# Thanksgiving



## vortrit (Nov 17, 2007)

So besides me who's going to cheat big time!?


----------



## BoneCrusher (Nov 17, 2007)

46,000,000 Turkeys will get killed for Thanksgiving.  That's just horrible.  What a tragic thing to do.  46,000,000 million creatures slaughtered ...


----------



## DOMS (Nov 17, 2007)

BoneCrusher said:


> 46,000,000 Turkeys will get killed for Thanksgiving.  That's just horrible.  What a tragic thing to do.  46,000,000 million creatures slaughtered ...

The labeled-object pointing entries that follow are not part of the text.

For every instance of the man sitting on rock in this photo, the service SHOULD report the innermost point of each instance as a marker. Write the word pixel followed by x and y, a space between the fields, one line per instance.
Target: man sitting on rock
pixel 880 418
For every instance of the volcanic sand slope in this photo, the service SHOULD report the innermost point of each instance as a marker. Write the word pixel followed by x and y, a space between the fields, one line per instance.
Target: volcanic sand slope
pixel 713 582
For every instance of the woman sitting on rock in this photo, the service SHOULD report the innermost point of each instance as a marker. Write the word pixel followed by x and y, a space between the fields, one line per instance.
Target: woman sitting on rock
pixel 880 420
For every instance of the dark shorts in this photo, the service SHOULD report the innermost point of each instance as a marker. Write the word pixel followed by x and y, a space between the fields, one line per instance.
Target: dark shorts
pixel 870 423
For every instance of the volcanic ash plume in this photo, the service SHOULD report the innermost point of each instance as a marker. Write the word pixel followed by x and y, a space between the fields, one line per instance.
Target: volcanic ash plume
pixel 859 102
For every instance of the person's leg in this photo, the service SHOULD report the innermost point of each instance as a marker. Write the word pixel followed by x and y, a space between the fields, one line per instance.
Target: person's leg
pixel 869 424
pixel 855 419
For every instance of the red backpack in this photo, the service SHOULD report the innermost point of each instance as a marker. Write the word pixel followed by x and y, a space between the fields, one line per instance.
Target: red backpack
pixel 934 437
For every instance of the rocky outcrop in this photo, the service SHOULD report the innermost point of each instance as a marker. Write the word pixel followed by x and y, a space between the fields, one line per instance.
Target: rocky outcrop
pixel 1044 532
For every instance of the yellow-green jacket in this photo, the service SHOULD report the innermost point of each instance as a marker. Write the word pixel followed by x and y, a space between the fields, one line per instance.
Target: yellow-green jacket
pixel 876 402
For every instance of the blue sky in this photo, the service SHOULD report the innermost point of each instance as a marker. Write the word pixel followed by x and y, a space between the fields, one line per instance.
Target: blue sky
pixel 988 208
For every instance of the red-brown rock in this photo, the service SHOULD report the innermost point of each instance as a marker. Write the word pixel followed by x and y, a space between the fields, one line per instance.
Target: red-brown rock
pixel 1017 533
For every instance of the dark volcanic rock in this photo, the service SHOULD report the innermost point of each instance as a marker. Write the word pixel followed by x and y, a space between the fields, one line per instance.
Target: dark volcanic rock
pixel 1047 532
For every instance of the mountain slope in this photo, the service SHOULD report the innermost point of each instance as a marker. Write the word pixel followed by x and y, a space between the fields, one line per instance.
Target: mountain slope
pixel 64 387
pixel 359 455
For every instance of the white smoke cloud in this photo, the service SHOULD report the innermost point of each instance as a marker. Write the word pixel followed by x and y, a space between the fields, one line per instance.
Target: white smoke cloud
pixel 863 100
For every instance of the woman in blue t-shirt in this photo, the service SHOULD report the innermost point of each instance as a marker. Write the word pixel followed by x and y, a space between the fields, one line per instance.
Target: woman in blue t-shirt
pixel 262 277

Save a turkey, kill a Mexican.


----------



## vortrit (Nov 17, 2007)

DOMS said:


> Save a turkey, kill a Mexican.



I actually lawled at that.


----------



## HialeahChico305 (Nov 17, 2007)

DOMS said:


> Save a turkey, kill a Mexican.



even if shes a hottie?


----------



## BoneCrusher (Nov 17, 2007)

DOMS said:


> Save a turkey, kill a Mexican.








YouTube Video
















YouTube Video


----------



## ZECH (Nov 17, 2007)

BoneCrusher said:


> 46,000,000 Turkeys will get killed for Thanksgiving.  That's just horrible.  What a tragic thing to do.  46,000,000 million creatures slaughtered ...



I'm frying two of them!


----------



## vortrit (Nov 17, 2007)

BoneCrusher said:


> YouTube Video
> 
> 
> 
> ...



 






YouTube Video


----------



## danzik17 (Nov 17, 2007)

Oh I fully expect to leave this November/December with an additional 0.5lb or so of fat or so I need to cut off in the following year.  I follow the same cycle every year with Thanksgiving and Christmas


----------



## BoneCrusher (Nov 17, 2007)

dg806 said:


> I'm frying two of them!







YouTube Video


----------



## vortrit (Nov 17, 2007)

danzik17 said:


> Oh I fully expect to leave this November/December with an additional 0.5lb or so of fat or so I need to cut off in the following year.  I follow the same cycle every year with Thanksgiving and Christmas



Well I will only cheat on the actual day of Thanksgiving and Christmas so it's usually not to bad, and I usually do a week long cutting phase after both.


----------



## Pr0blemChild21 (Nov 17, 2007)

wooooo the best cheat meal of the whole year.  someone told me that in order for you to burn off the calories you consume on thanksgiving, you have to run atleast 20 miles....


----------



## danzik17 (Nov 17, 2007)

vortrit said:


> Well I will only cheat on the actual day of Thanksgiving and Christmas so it's usually not to bad, and I usually do a week long cutting phase after both.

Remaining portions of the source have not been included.